AMD 2nd Gen Ryzen Review: 2700X And 2600X Deliver More Performance Per Dollar

AMD Second Generation Ryzen Processor Features

The primary characteristics that differentiate AMD’s 2nd Generation Ryzen processors from the originals are its new Zen+ architecture, the new 12nm manufacturing process, tweaks to the feature set like Precision Boost 2, and some underlying changes that reduce cache and memory latency.

Though details of how AMD achieved it are scarce, the company claims 2nd Gen Ryzen processors based on Zen+ offer reductions in L1, L2, and L3 cache latencies of approximately 13%, 34%, and 16%, respectively. Memory latency is reportedly reduced by about 11% and all of those improvements result in an approximate 3% increase in IPC (instructions per clock). On top of this, the processors now have official support for faster JEDEC DDR4-2933 memory.
2ng gen ryzen angle 3
The move to a new stepping in these processors, which incorporates optimizations AMD identified when analyzing cache and memory performance on the originals, along with updated firmware, is where the latency improvements and support for faster memory come from, but we’re not clear on exactly what’s been changed in Zen+ versus Zen in this regard. We’ve sent some questions in to AMD, but as of this article’s publication we haven’t gotten any firm answers.

AMD’s 2nd Generation Ryzen processors are also manufactured using Global Foundaries’ 12nm LP “leading performance” process. The new 12nm LP process improves transistor performance and switching rate, and also allows AMD to boost frequencies and reduce voltages at a given frequency step by about .5mW, but it does so without affecting density or area. GloFlo’s 12nm LP process doesn’t actually use smaller lithography, hence the die size for 2nd Generation Ryzen processors is the same as the originals.
precision boost 2
Architectural and process improvements allow AMD to run 2nd Generation Ryzen processors at higher clocks than the originals, but there is also additional performance to be gained by the new Precision Boost 2 algorithm. First-generation Ryzen 1000 series processors with Precision Boost essentially offered two discrete states – All-Core Boost and Precision Boost. All-Core boost kicked in when three or more cores were being utilized, while Precision Boost, which offered higher clocks, kicked in when one or two cores were taxed.

Precision Boost 2 is somewhat similar in that it boosts frequencies in 25MHz increments like the original, but PB2’s more intelligent algorithm will shoot for the highest possible frequency until a thermal or electrical limit is reached or the rated frequency of the particular processor is met (whichever comes first), regardless of the number of threads in flight. Instead of a sharp drop-off in frequency past two cores like the original Precision Boost, PB2 will gradually alter clocks using a more linear model. The end result is that more cores on 2nd Generation Ryzen processors will remain at higher clocks, for longer periods of time, which improves overall performance.

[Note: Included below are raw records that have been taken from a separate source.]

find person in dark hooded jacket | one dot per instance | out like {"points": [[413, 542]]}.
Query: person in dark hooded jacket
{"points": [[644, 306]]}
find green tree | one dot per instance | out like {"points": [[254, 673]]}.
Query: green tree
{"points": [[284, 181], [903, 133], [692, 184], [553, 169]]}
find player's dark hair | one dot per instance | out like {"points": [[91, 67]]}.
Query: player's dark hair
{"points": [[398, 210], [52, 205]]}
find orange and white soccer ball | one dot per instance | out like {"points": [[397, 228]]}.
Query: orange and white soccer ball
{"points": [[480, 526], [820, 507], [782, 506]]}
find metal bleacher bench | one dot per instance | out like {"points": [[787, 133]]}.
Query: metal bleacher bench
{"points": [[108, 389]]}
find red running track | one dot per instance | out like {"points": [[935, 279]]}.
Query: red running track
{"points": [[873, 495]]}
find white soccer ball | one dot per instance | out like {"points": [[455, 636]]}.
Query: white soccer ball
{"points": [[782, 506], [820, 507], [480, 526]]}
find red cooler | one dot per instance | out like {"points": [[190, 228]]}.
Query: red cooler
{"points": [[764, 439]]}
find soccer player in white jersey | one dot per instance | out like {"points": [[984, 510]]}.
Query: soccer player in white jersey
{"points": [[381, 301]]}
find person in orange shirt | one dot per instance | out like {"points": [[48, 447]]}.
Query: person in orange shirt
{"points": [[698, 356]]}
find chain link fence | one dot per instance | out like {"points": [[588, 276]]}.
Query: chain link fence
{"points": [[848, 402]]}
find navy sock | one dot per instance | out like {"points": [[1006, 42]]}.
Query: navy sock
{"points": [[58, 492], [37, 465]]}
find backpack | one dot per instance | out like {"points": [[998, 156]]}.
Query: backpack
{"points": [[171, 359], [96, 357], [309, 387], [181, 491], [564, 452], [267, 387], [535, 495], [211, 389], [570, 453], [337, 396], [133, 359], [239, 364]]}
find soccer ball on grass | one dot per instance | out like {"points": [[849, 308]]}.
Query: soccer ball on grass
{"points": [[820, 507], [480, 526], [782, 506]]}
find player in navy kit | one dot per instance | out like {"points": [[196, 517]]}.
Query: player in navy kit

XFR (Extended Frequency Range) also gets an update to XFR2, but its behavior is somewhat different now. Whereas XFR was restricted to a small number of cores with the original Ryzen processors, XFR2 now operates across any number of cores and threads, like Precision Boost 2. As a result, there isn’t a higher clock ceiling for lightly threaded workloads with XFR2 – the max clock is the max clock. However, because Precision Boost 2 is opportunistic now, additional cooling can theoretically result in better performance. AMD is claiming XFR2 can enable up to a 7% performance uplift even when every core and thread is loaded, if the processor is adequately cooled.

wrait cooler lit

Speaking cooling, all of AMD’s 2nd Gen Ryzen 2000 series processors will include a cooler moving forward and they all feature soldered integrated heat spreaders, utilizing Indium Alloy Solder, to further reduce temperatures. AMD's Ryzen 7 2700X, however, gets special treatment and includes the new Wraith Prism.
amd wraith prism
The Wraith Prism features direct-contact copper heat-pipes, a dense array of aluminum heatsink fins, switchable “high / low” fan profiles, and independent RGB ring, fan blade, and AMD logo lighting. The lighting can also be switched off if you so choose. We used the Wraith Prism for all of our testing, and while we think it’s a great additional to the line-up and an absolutely awesome solution to be included with a processor in the box, it can get somewhat loud under load.